Fortunately, some chickens are spared from death by activists who intentionally rescue the animals. Rescuers catch the chickens running around in the street, jumping off trucks, and trapped in crates and garbage bags. The rescued chickens are taken to animal sanctuaries, which serve as places of peace for animals who have endured trauma. Upon arrival, the birds are treated for medical issues such as broken wings and injured feet. In addition, many of the rescued chickens arrive dehydrated and malnourished as a result of sitting outside, waiting to be killed, without food or water. Many chickens die inside their cages before anyone even uses them for the Kaporos ritual.
Jewish animal rights activist Rina Deych was one of the first people in the New York area to take action against the Kaporos ritual. “I started doing solo actions when my son was about eight or nine. He’s 34 now,” she says. According to Deych, Hasidic practitioners perform the ritual strictly based on their perceptions of Jewish tradition. She explains, “There is nothing mandating them in the Torah or Talmud that requires them to use chickens or even do the ritual at all. The problem is that it does appear in a work called Shulchan Aruch, the Code of Jewish Law, originally written by Rabbi Josef Caro, a Sephardic Rabbi from Spain, in the 1500s. In his version, the original one, the ritual is mentioned but he called it a foolish custom and said that it could be done with money, instead of a chicken. Rabbi Isserles, an Ashkenazi rabbi from Poland published a second version, and in his version, he omitted Rabbi Caro’s commentary that named it a foolish custom and promoted the use of chickens in the ritual. Many Ashkenazim – Eastern European Jews – mostly Hasidic, use chickens. Part of the problem is when you try to tell them that the ritual is not mentioned in the Torah or the Talmud, they insist it is because they consider Shulchan Aruch to be an extension of or related to the Torah. That is why I usually focus on the fact that the way the ritual is performed with chickens violates laws and imperatives in the Torah and Talmud, not the least of which is tsa’ar ba’alei chaim, the Torah mandate not to cause unnecessary harm to animals.”

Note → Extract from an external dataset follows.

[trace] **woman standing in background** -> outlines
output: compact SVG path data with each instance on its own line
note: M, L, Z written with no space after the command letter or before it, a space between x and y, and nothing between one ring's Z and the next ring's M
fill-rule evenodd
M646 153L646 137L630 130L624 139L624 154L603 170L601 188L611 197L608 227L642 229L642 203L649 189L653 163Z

In response to the ongoing practice of Kaporos, Deych and others started a nonprofit organization called the Alliance to End Chickens as Kaporos in 2010. Other nonprofit organizations such as Jewish Veg and The Save Movement also have become involved in more recent years. These coalitions work together to organize direct and indirect actions to protect the chickens as much as legally possible.

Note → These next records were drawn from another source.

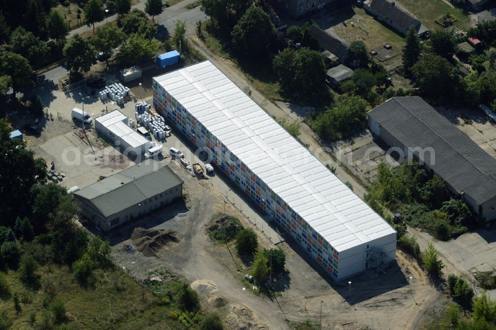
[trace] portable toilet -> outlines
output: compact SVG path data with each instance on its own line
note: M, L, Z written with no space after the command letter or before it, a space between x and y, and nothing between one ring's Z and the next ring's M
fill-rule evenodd
M179 52L174 50L157 56L157 65L163 68L179 62Z
M22 133L18 129L16 129L13 132L10 132L10 138L17 139L19 141L22 141Z

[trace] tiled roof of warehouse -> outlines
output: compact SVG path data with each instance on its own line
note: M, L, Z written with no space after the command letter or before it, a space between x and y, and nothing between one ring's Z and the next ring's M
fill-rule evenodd
M168 166L149 160L113 174L74 194L91 201L107 217L182 183Z
M338 251L395 232L209 61L154 79Z
M346 42L331 36L315 25L310 27L309 32L317 40L321 48L329 51L340 58L346 55L350 45Z
M372 0L369 5L405 30L408 29L410 25L417 25L420 23L419 20L387 0Z
M433 148L434 164L430 153L425 163L478 204L496 195L496 159L421 98L392 98L369 115L404 145Z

During the week when the ritual annually takes place, the streets of heavily Jewish neighborhoods are often covered in blood and strewn with chickens’ feathers and body parts. Not surprisingly, the New York City Department of Health receives numerous complaints every year, with demands that it take action to address the public health hazard caused by the chicken ritual. In 2015, New York City attorney and animal rights activist Nora Marino even filed a lawsuit against the city, attempting to compel the NYPD and Department of Health to uphold the public health laws violated by Kaporos practitioners.The court, however, declared that the Kaporos ritual is legal on all counts.
Many animal rights activists plan to take action ahead of Kaporos this year, hoping to influence practitioners and government officials who have the power to make a change. Animal lovers who are aware of the disturbing Kaporos tradition want to see the practice wholly relegated to the past, out of mercy for these docile chickens who deserve nothing but respect and care.